Paramount Skydance Corporation should remove Bari Weiss as CBS’ editor-in-chief, former “60 Minutes” correspondent Scott Pelley said Sunday in a lengthy interview with The New York Times. Pelley added that “trust is broken” between his colleagues who remain at the network and leadership.
Weiss is a “lovely person,” he told the Times. “And her Free Press organization that she founded has been very successful. But television’s not her thing. This is like somebody walking up to me and saying, ‘There’s a 747, there are 400 people on it, we need you to fly it to Paris.’”
“I’m going to decline because I don’t have a clue,” Pelley continued. “And it would have been so much better if Bari Weiss had been offered this job and said, ‘Oh, that’s not for me, I don’t know how to do that.’”
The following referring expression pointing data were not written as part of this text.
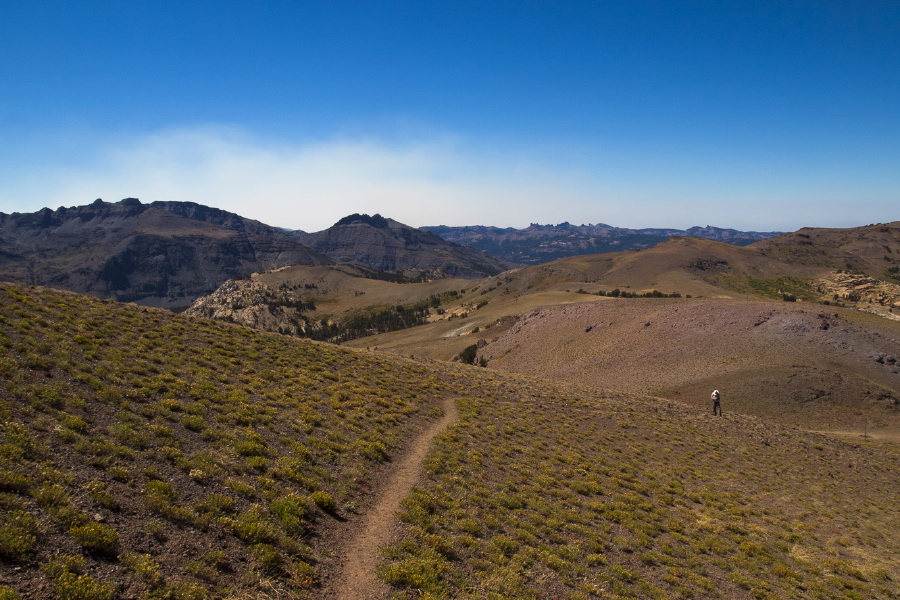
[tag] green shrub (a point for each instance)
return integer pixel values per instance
(144, 568)
(70, 586)
(7, 593)
(10, 481)
(467, 356)
(267, 557)
(97, 538)
(69, 581)
(290, 510)
(97, 490)
(252, 527)
(323, 500)
(51, 494)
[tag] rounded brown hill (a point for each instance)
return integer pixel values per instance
(795, 363)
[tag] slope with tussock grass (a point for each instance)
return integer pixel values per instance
(149, 455)
(590, 495)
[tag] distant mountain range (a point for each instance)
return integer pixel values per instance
(542, 243)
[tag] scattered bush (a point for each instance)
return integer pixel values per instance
(18, 535)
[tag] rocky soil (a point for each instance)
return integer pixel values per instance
(794, 363)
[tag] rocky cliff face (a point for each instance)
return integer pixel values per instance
(386, 245)
(163, 254)
(543, 243)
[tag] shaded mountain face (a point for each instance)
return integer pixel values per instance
(386, 245)
(163, 254)
(543, 243)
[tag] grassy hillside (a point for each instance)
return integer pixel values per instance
(150, 455)
(799, 364)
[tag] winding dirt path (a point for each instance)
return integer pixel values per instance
(357, 580)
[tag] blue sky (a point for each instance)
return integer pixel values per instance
(766, 115)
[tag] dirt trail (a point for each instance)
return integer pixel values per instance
(357, 580)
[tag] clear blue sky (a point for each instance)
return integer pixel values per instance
(766, 115)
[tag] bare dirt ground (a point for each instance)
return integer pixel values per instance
(358, 553)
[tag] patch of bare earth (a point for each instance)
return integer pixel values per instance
(361, 537)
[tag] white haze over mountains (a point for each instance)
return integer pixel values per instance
(430, 180)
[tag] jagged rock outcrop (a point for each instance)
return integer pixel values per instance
(386, 245)
(163, 254)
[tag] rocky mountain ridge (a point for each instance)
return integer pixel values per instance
(167, 254)
(543, 243)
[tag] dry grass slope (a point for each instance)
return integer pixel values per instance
(149, 455)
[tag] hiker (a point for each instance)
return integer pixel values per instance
(716, 405)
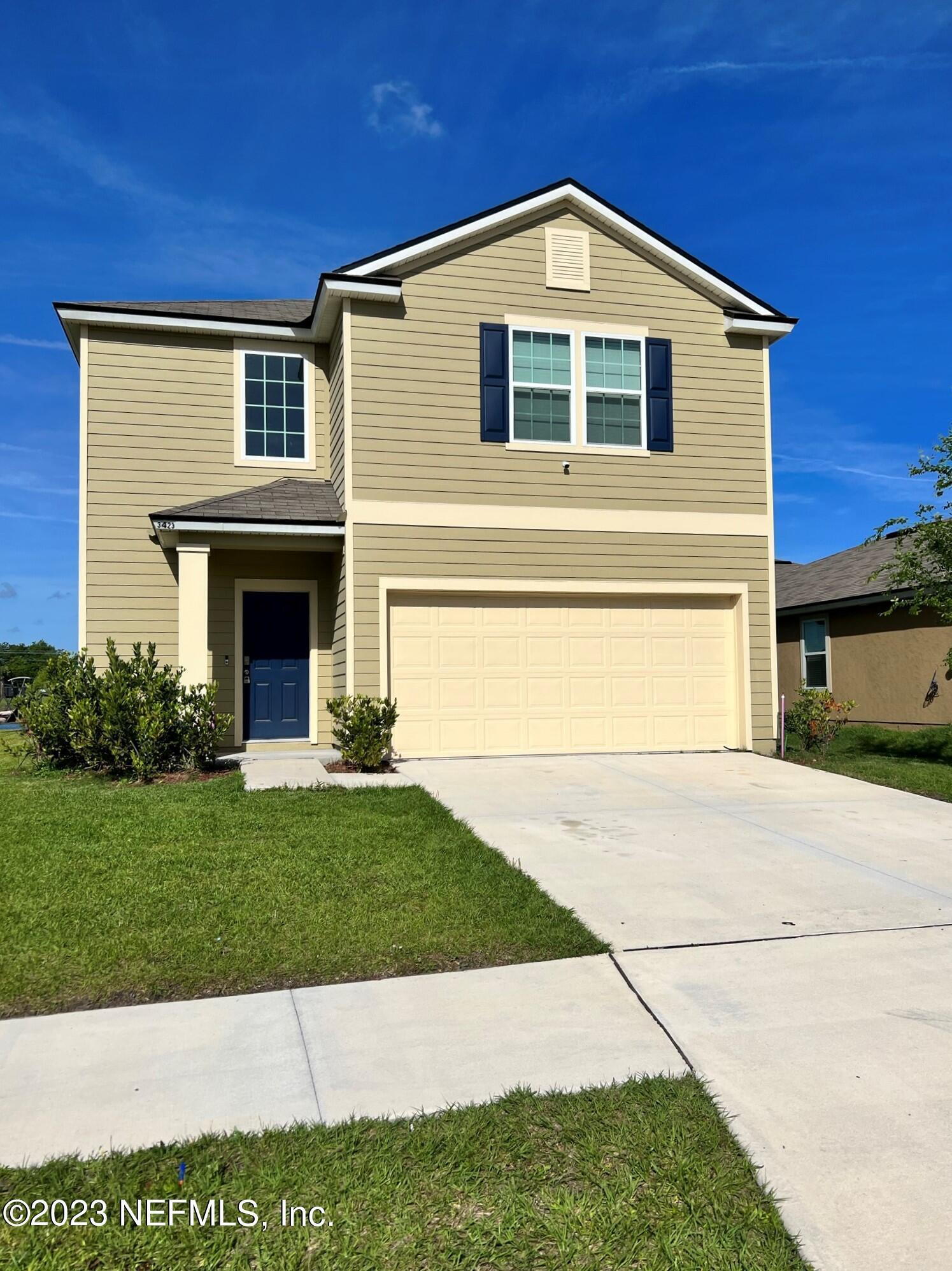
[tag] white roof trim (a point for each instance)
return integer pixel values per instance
(539, 203)
(220, 326)
(169, 524)
(755, 327)
(332, 292)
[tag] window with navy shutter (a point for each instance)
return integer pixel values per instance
(658, 393)
(494, 382)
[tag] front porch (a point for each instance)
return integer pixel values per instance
(257, 608)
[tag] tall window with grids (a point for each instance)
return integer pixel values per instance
(274, 407)
(613, 392)
(542, 385)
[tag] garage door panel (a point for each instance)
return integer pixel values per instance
(502, 694)
(483, 675)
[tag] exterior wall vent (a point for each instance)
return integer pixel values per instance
(567, 259)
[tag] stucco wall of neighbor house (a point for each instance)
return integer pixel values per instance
(434, 552)
(884, 663)
(416, 385)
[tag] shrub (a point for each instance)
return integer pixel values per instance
(364, 730)
(816, 717)
(135, 720)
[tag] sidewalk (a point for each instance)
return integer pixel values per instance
(130, 1077)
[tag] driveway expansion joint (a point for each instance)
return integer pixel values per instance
(307, 1056)
(797, 936)
(644, 1005)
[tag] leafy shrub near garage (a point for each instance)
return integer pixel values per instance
(816, 717)
(364, 730)
(135, 720)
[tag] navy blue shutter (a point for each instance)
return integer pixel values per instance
(657, 383)
(494, 382)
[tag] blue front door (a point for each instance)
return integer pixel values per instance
(276, 657)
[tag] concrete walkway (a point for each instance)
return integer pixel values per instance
(136, 1075)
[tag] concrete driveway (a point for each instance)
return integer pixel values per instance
(787, 927)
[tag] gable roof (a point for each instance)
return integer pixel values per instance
(838, 577)
(287, 501)
(367, 280)
(586, 200)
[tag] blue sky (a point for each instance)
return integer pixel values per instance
(191, 150)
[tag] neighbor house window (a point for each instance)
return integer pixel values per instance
(814, 654)
(613, 392)
(542, 385)
(274, 407)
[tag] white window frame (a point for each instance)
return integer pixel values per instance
(638, 393)
(825, 621)
(284, 350)
(552, 388)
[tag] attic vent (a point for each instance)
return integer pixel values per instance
(567, 259)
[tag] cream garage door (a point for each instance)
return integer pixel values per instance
(502, 675)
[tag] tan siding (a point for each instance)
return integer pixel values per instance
(337, 477)
(480, 553)
(160, 433)
(337, 410)
(416, 385)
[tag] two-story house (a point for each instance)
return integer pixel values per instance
(514, 473)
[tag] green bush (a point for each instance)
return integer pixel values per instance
(816, 717)
(364, 730)
(135, 720)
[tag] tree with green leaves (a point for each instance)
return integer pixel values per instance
(920, 572)
(29, 660)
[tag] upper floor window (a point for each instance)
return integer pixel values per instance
(615, 406)
(275, 411)
(542, 385)
(815, 654)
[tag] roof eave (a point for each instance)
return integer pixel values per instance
(332, 290)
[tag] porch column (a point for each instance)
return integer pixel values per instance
(194, 612)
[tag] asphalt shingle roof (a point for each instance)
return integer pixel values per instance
(289, 500)
(843, 576)
(248, 310)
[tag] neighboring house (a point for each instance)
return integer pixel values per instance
(833, 632)
(514, 473)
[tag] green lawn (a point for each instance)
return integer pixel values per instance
(115, 894)
(643, 1175)
(917, 761)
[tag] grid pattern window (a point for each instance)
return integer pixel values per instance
(814, 647)
(542, 387)
(274, 407)
(613, 392)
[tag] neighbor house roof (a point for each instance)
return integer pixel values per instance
(843, 576)
(373, 278)
(288, 501)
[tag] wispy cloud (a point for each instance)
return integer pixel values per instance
(871, 61)
(191, 240)
(802, 464)
(37, 516)
(24, 342)
(395, 108)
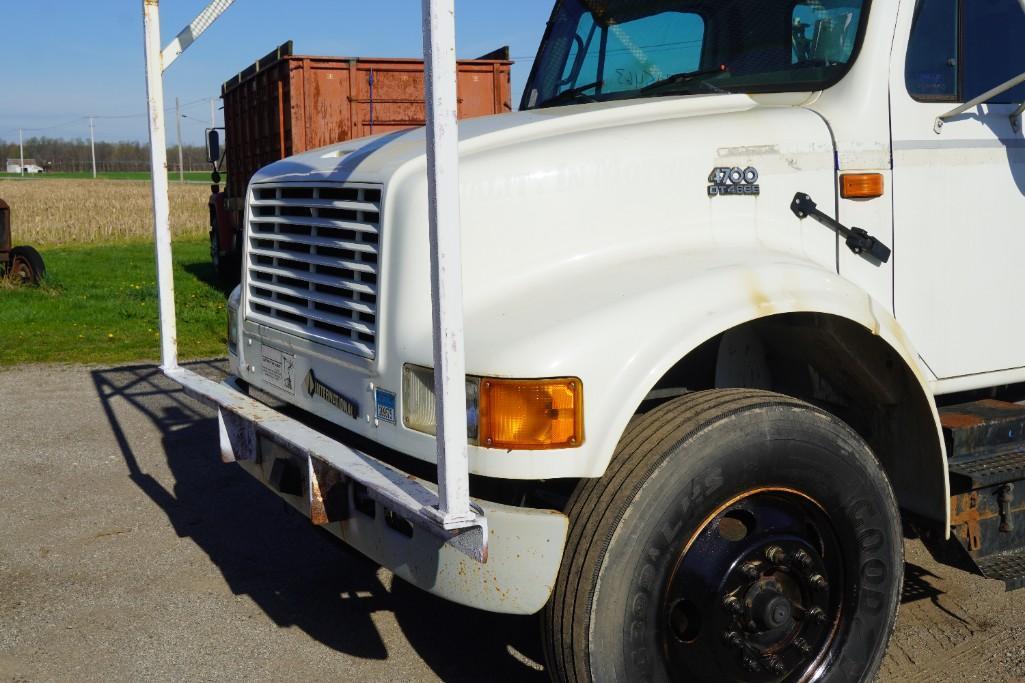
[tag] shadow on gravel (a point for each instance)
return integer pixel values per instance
(916, 586)
(298, 574)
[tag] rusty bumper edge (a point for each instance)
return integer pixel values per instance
(245, 420)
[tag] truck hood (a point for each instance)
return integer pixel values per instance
(375, 159)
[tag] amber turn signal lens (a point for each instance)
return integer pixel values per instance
(861, 186)
(531, 414)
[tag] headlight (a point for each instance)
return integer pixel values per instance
(516, 414)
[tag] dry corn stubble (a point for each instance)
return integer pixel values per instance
(47, 212)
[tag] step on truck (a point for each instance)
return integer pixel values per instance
(740, 297)
(285, 104)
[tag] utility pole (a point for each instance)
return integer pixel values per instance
(92, 145)
(181, 158)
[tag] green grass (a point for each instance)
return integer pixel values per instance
(192, 176)
(98, 305)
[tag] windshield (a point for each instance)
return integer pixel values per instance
(609, 49)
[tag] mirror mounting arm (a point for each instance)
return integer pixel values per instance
(984, 97)
(1016, 117)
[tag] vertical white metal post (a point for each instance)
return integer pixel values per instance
(446, 268)
(158, 164)
(177, 123)
(92, 145)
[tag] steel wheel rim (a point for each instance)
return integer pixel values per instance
(21, 271)
(756, 592)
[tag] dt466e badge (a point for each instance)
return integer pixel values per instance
(735, 181)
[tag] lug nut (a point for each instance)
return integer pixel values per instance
(750, 569)
(817, 614)
(776, 555)
(774, 665)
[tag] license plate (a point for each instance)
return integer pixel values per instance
(278, 368)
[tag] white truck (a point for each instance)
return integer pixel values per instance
(740, 284)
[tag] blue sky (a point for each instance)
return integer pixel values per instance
(63, 59)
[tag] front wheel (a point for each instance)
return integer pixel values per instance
(737, 535)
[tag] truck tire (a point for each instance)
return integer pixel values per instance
(26, 266)
(737, 535)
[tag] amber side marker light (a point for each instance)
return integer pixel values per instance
(861, 186)
(531, 414)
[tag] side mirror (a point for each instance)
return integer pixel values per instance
(213, 146)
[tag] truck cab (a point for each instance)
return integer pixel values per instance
(739, 303)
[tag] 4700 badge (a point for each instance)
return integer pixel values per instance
(735, 181)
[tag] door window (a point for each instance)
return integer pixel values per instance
(931, 68)
(959, 49)
(994, 44)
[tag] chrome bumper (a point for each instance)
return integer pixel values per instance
(505, 562)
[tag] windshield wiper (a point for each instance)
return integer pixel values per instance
(685, 77)
(567, 96)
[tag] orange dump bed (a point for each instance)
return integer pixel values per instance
(284, 104)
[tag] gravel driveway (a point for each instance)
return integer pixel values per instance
(127, 552)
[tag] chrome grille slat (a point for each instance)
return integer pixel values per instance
(318, 241)
(314, 258)
(306, 222)
(306, 311)
(317, 203)
(311, 258)
(316, 296)
(357, 287)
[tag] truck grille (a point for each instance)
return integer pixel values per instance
(314, 259)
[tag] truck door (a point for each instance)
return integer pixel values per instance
(959, 194)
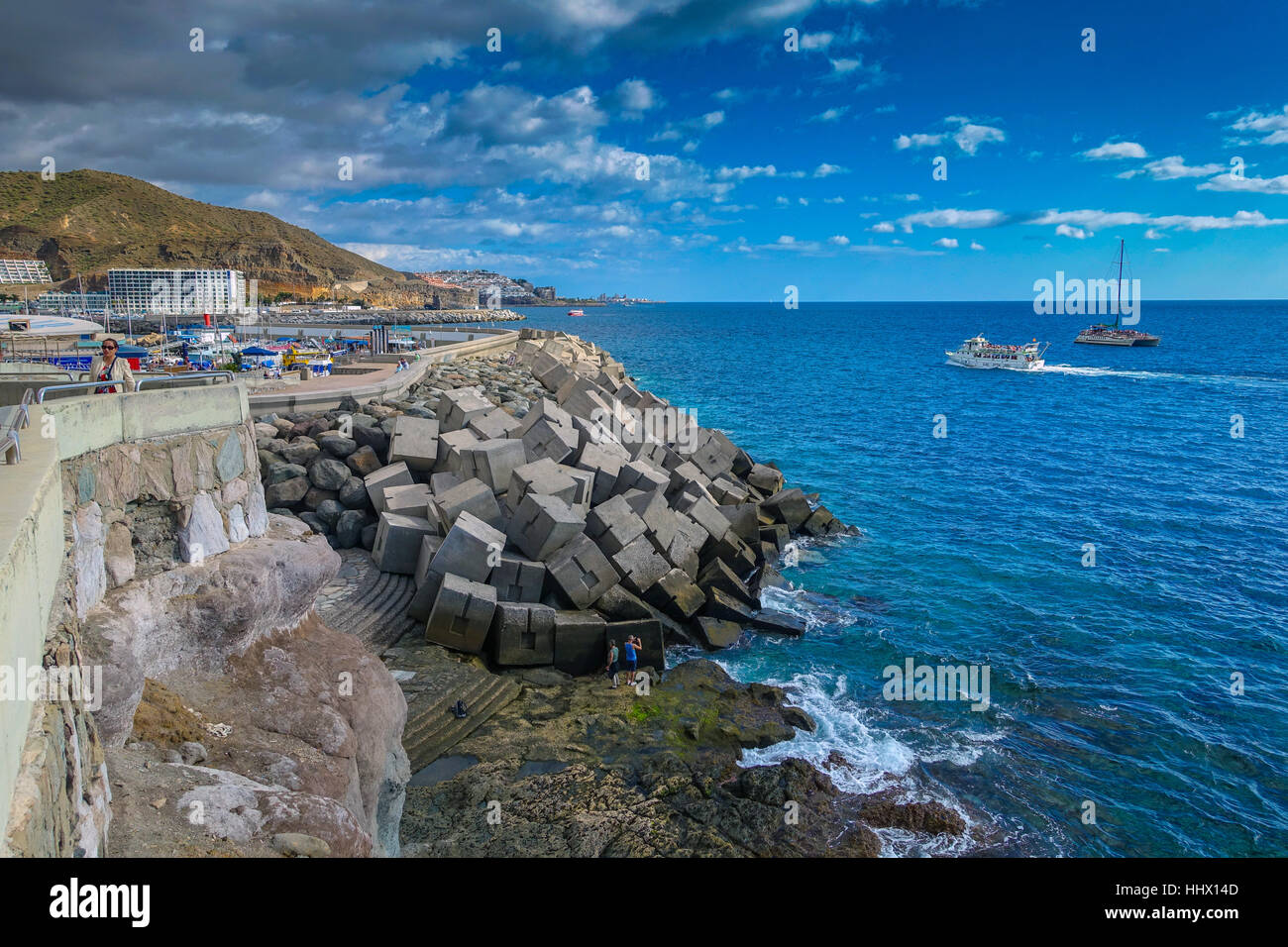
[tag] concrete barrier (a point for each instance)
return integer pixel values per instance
(393, 386)
(31, 562)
Pelley, who was fired from the network Tuesday, also defended himself against criticisms from President Trump, who said he represented “stupid, crooked people that don’t care about your country.”
“Stupid? I can take that. Stiff? Yeah, probably. Don’t care about the country? I’ve never worn the uniform. But I’ve been in combat for this country, in Afghanistan and Iraq, Kuwait. I’ve been shot at, spent nights in foxholes filling up with water in the desert,” Pelley answered.
“I’m not aware that the president of the United States has ever done any of those things for his country. Please correct me if I’m wrong. You become a journalist because you love the First Amendment. You become a journalist because you love the country. And while all the other descriptions that the president used about me might be applicable, not that one. There is no democracy without journalism. It can’t be done. That is why I am a journalist.”
Elsewhere in the interview Pelley refuted comments from Weiss and Nick Bilton, who have each said the program wasn’t doing enough to reach a younger audience.
“Of course we have to reach out to a younger and younger audience, but their argument about joining the internet age is just disingenuous. It’s almost as if Bari Weiss and Nick Bilton were sealed in a time capsule in 1990, and it just cracked open,” Pelley said. “They’ve just discovered the internet, and they’re running around telling everybody how important it is. At CBS News, yeah, join the fight. We started our first ’60 Minutes’ online show, ’60 Minutes Overtime,’ in 2010. I shoot TikTok verticals, or I used to shoot TikTok verticals on every assignment. We’re there. We’re everywhere.”
Tanya Smith’s firing in late May was “like your spouse being murdered,” Pelley also said. “I don’t care about me. It’s not about me. I am not emotional about this because I have lost this job. I’ve done it for a long time. I’ve had the greatest experiences. But the people I leave behind, treated in this way? That breaks my heart, and it’s going to take me a long time to get over it.”
“The Simon family is legendary at CBS News. Her father was a famous Vietnam correspondent and then Bob Simon covered every single war, everywhere in the world throughout his entire career,” he also said.” I was with him in Kuwait during the Gulf War in 1990. We would stand on the roof of the hotel and watch the missiles come in. He taught me how to be a war correspondent. And then Tanya Simon comes in. She’s at the broadcast 30 years. There is no respect for that. Get out of the office by five o’clock? What company in the world treats their precious people that way?”
Recent dismissals and departures are largely due to Weiss’ own experience in broadcast journalism, Pelley explained. “I think inexperience is the larger part of the problem. The most difficult thing for the staff is trying to make up for all of these missteps in terms of our production and the technical aspects of television,” he said. “It’s been enormously stressful.”
Weiss previously worked for the Wall Street Journal and the Times prior to founding The Free Press.